Le premier président civil d'Égypte, l'islamiste Mohamed Morsi, entamait dimanche un mandat aux pouvoirs limités par les vastes prérogatives de l'armée, avec pour première tâche la formation d'un "gouvernement de coalition" pour donner des gages d'ouverture.
M. Morsi a officiellement prêté serment samedi, avant de se voir remettre le pouvoir exécutif par le Conseil suprême des forces armées (CSFA), à qui Hosni Moubarak avait confié les rênes du pays lors de sa démission en février 2011. De nombreux journaux saluaient dimanche l'arrivée d'un civil à la tête d'un pays dirigé depuis la chute de la monarchie en 1952 par des présidents issus de l'armée. "Le début d'une nouvelle époque", titrait notamment le quotidien gouvernemental al-Akhbar.
Pour al-Watan (indépendant), "le président est officiellement investi" mais "le peuple attend la concrétisation des promesses dans les 100 premiers jours", allusion notamment aux engagements de M. Morsi de redresser une situation économique difficile. L'armée a promis samedi de se "tenir au côté du président", mais M. Morsi reste sous l'étroite surveillance de la junte militaire, qui conserve un droit de veto sur toute loi, mesure budgétaire ou article de la future Constitution. Le nouveau président, issu des Frères musulmans et élu pour quatre ans, veut quant à lui s'appuyer sur la légitimité populaire que lui donne son élection avec 51,7% des voix contre un ancien Premier ministre de M. Moubarak, Ahmad Chafiq.
El Baradei, favori
Vendredi, il a symboliquement prêté serment devant des dizaines de milliers de personnes sur la place Tahrir, "place de la liberté et de la révolution" contre le régime Moubarak, selon ses propres termes. La tâche la plus urgente du nouveau président sera de former un gouvernement susceptible de donner des gages d'ouverture, et d'élargir ses soutiens face aux militaires. L'entourage de M. Morsi a dès la semaine dernière laissé entendre qu'il souhaitait former un "gouvernement de coalition" dirigé par une "personnalité indépendante".
Les noms de l'ancien chef de l'agence atomique de l'ONU, Mohamed ElBaradei, ou de l'ancien ministre des Finances Hazem el-Beblawi ont circulé, mais sans confirmation formelle. M. ElBaradei est apparu hier au premier rang des invités lors d'une cérémonie à l'université du Caire à laquelle étaient présents M. Morsi et le chef de l'armée, le maréchal Tantaoui. Mais des responsables du Parti de la Justice et de la Liberté (PLJ), émanation des Frères musulmans, cités par la presse dimanche, affirmaient que les tractations devaient réellement commencer dans la semaine. Un des dirigeants du PLJ, Saad Hosseini, a déclaré au quotidien gouvernemental al-Akhbar qu'il était "impossible que le poste de Premier ministre soit détenu par un membre des Frères ou du PLJ", confirmant implicitement le désir d'ouverture du président.

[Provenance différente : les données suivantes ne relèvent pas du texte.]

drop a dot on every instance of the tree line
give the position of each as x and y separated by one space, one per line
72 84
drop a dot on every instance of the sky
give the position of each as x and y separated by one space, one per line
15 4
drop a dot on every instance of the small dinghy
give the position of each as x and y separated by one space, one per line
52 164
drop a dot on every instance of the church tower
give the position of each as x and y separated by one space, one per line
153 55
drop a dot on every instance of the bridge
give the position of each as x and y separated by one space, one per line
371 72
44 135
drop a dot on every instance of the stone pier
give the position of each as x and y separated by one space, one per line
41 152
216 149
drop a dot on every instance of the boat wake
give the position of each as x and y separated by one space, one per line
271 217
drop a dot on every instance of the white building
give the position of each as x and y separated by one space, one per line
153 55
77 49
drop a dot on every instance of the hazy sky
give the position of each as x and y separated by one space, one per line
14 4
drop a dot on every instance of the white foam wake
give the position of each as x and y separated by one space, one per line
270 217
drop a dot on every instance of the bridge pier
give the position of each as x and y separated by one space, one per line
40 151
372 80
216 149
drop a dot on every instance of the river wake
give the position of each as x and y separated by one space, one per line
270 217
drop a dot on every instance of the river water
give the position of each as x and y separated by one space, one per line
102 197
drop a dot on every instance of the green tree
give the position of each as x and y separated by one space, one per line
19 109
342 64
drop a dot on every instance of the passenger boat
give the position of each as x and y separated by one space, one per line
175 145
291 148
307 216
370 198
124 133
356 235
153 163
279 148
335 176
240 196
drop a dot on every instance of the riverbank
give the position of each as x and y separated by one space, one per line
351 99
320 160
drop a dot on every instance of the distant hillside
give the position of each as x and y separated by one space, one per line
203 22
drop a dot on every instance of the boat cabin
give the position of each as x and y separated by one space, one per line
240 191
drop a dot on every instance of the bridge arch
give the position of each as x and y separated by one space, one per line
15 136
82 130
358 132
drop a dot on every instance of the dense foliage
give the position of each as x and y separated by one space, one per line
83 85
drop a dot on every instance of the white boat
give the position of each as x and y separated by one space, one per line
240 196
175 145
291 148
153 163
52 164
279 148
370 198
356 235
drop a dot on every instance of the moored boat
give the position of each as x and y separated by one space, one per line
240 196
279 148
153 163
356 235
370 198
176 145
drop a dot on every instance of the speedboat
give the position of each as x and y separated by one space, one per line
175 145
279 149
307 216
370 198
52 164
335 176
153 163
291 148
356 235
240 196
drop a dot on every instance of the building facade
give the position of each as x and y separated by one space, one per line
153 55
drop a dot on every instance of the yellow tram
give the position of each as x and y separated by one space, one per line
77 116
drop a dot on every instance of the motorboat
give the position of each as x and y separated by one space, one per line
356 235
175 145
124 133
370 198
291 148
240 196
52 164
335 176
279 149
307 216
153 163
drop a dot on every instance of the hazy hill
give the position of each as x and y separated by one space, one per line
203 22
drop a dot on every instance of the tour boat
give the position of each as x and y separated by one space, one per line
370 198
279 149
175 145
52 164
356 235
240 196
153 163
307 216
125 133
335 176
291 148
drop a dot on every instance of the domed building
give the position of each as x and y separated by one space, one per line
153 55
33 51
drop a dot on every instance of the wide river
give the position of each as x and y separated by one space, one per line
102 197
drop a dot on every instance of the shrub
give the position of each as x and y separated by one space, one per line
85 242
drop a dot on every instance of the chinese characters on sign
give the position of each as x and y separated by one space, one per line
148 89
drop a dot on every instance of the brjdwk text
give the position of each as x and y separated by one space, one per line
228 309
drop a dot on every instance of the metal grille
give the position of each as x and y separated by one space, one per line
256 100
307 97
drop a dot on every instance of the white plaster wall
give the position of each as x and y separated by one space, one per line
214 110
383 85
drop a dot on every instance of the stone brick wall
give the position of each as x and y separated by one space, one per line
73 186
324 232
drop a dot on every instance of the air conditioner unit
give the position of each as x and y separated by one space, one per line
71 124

Respect du traité de 1979 avec Israël
Sur le front international, un responsable israélien a indiqué que le Premier ministre Benjamin Netanyahu avait envoyé à M. Morsi une lettre pour l'encourager à soutenir le traité de paix signé en 1979 entre les deux pays, considéré par l'Etat hébreu comme un acquis diplomatique stratégique. Dans cette lettre, M. Netanyahu souligne "le désir d'Israël de poursuivre la coopération et de renforcer la paix," a ajouté ce responsable qui a requis l'anonymat, en précisant que la missive avait été envoyée "ces derniers jours".
M. Morsi s'était engagé dès l'annonce de sa victoire à respecter tous les textes internationaux signés par l'Egypte, parmi lesquels figure ce traité de paix, le premier signé par un pays arabe avec Israël. Samedi, il a également apporté son soutien aux "droits légitimes" des Palestiniens.